Damien Piller, der allmächtige Präsident der Migros-Genossenschaft Neuenburg-Fribourg. (Archivbild) Bild: KEYSTONE

Migros Neuenburg: Die Zentrale droht mit einer bislang undenkbaren Massnahme

Ein Geheimbericht eines Korruptionsexperten empfiehlt den Ausschluss der Regionalgenossenschaft Neuchâtel-Fribourg als «ultima ratio». Die Läden in den beiden Kantonen würden von der Logistik und der Informatik abgehängt und könnten die Marke Migros nicht mehr führen.

Beat Schmid / ch media



Bei der mächtigsten Genossenschaft der Schweiz kracht es gewaltig im Gebälk. Zwischen dem Migros Genossenschaftsbund (MGB) und der Société coopérative Migros Neuchâtel-Fribourg (GMNF) ist ein offener Streit entbrannt. Die GMNF ist eine von zehn unabhängigen Regionalgenossenschaften des Detailhandelsriesen. Verwaltungsratspräsident ist Damien Piller (61), gut vernetzter Anwalt, Auto- und Immobilien-Unternehmer sowie Patron eines regionalen Medienimperiums.

Der Genossenschaftsbund in Zürich, wo alle Finanzströme zusammenlaufen und das Controlling Regionalgenossenschaften stattfindet, wirft «Regionalfürst» Piller vor, möglicherweise bis zu 1.7 Millionen Franken ungerechtfertigt angeeignet zu haben.

Schlichtungsversuche scheiterten Anfang Juli, als der MGB Strafanzeige wegen Verdachts auf ungetreue Geschäftsbesorgung einreichte. Piller, der seit über 20 Jahren an der Spitze der Regionalgenossenschaft steht, wehrt sich vehement gegen die Vorwürfe. Für ihn gilt die Unschuldsvermutung.

Es steht viel auf dem Spiel. Wie aus einem bisher unveröffentlichten Untersuchungsbericht des Strafrechtlers und Korruptionsspezialisten Mark Livschitz hervorgeht, könnte der Streit bis hin zu einem Ausschluss der Regionalgenossenschaft aus der Migros-Gruppe führen.

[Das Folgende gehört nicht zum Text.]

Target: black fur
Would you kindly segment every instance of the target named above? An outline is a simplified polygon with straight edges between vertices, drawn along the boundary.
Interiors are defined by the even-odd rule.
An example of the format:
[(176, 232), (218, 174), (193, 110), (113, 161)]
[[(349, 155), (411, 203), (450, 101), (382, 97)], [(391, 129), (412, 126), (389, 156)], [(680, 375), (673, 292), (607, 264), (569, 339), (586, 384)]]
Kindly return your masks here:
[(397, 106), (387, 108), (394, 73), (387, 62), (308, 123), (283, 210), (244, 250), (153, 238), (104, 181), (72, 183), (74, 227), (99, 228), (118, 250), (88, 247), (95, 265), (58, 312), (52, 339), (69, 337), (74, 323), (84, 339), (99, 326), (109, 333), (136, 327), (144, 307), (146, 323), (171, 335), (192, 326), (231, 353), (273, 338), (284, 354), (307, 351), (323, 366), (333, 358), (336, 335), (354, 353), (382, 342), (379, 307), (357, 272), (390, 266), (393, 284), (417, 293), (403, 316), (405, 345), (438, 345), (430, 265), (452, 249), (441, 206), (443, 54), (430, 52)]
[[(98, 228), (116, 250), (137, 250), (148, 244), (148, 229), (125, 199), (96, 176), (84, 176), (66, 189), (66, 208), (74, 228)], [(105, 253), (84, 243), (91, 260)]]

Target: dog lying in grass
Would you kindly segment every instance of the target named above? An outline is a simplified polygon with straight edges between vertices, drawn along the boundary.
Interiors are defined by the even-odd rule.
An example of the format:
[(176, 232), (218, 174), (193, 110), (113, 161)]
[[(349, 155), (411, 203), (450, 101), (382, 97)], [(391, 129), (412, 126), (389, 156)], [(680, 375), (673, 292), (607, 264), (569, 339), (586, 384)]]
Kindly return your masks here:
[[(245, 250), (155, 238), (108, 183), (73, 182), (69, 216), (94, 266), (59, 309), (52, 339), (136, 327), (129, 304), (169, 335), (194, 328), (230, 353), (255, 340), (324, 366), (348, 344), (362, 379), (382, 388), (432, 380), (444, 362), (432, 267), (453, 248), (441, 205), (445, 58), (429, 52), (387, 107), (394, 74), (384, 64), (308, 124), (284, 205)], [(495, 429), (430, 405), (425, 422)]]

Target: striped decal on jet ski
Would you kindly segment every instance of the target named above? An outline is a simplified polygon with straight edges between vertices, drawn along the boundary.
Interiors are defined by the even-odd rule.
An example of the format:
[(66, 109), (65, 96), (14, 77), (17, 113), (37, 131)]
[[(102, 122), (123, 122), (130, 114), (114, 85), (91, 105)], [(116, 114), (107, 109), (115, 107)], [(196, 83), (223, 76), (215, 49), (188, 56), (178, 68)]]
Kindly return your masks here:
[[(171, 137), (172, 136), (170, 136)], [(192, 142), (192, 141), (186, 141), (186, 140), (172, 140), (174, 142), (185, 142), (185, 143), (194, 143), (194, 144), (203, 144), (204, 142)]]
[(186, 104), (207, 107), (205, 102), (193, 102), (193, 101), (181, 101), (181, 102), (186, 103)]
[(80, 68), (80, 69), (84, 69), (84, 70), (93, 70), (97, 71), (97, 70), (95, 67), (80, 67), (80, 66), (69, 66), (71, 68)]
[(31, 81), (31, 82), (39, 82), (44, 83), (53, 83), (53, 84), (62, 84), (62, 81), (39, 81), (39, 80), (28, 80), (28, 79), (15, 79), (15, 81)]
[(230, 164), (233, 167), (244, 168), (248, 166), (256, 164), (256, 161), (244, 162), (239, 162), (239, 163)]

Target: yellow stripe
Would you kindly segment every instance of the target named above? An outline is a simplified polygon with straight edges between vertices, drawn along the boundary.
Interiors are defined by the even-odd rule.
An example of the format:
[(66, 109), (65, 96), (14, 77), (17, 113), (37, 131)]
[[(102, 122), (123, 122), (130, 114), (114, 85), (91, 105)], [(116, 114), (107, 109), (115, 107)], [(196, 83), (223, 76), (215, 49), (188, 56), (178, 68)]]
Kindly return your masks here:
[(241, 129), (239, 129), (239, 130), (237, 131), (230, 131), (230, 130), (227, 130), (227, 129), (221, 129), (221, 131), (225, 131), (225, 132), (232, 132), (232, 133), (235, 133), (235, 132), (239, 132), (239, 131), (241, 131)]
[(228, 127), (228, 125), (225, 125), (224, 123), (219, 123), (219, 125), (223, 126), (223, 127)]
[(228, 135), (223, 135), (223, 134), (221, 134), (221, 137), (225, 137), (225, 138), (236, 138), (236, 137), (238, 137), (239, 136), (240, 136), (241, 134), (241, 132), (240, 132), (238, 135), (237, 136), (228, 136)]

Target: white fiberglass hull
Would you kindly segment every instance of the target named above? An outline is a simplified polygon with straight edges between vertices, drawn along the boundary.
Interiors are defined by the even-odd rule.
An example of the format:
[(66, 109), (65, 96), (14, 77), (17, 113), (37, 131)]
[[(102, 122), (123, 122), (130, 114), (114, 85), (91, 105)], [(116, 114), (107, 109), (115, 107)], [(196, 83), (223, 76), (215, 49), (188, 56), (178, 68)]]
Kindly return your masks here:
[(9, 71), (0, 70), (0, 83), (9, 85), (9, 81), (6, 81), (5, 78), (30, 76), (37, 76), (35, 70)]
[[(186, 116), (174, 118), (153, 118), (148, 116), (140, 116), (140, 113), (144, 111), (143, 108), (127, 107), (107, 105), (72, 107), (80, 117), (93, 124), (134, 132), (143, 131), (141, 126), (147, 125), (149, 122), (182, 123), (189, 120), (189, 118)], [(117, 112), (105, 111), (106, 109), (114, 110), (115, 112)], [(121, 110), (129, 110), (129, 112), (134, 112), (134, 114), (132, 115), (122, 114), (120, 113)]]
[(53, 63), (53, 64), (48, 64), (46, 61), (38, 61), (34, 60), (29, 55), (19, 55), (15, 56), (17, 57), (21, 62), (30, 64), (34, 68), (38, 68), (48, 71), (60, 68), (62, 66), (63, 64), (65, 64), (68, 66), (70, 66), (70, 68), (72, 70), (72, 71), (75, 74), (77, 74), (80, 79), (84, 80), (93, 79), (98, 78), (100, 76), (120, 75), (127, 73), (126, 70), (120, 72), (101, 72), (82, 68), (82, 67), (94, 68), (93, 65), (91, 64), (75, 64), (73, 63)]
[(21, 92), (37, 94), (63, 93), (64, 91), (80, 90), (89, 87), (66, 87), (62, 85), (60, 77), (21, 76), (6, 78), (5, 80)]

Der Betrieb der Migros-Märkte in den Kantonen Freiburg und Neuenburg wäre damit vom einen Schlag massiv erschwert. Die Filialen müssen womöglich schliessen, weil ihnen die Waren ausgehen oder die IT nicht mehr funktioniert.

Bild

Ein Auszug aus dem Untersuchungsbericht. Ausriss: ch media

Das klingt unwahrscheinlich, ist aber gemäss Statuten möglich. Der Genossenschaftsbund ist die alleinige Besitzerin der Marke Migros. Er kann eine Gefährdung der Marke durch Piller geltend machen und «lizenzrechtliche Sanktionen» durchsetzen – die bis hin zu einer «Lizenzkündigung und den Ausschluss» gehen können, wie es im Bericht heisst.

Daran gekoppelt wäre eine «Aussetzung zentraler Dienstleistungen wie Logistik und Einkauf». Um diesen drastischen Schritt zu vollziehen, bräuchte es eine vorgängige Abstimmung in der MGB-Verwaltung sowie einen Verwaltungsratsentscheid.

Wörtlich heiss es im Untersuchungsbericht:

«Erst recht aber stellt mutmasslich strafbares Verhalten eines Verwaltungsratspräsidenten in einer Genossenschaft (…) bei der vorliegenden Delikthöhe (…) naheliegenderweise nicht nur für die betreffende Genossenschaft, sondern für die gesamte Migros-Gruppe (...) ein Reputationsrisiko dar, welches gegebenenfalls (als ultima ratio) den Ausschluss des GMNF rechtfertigen könnte.»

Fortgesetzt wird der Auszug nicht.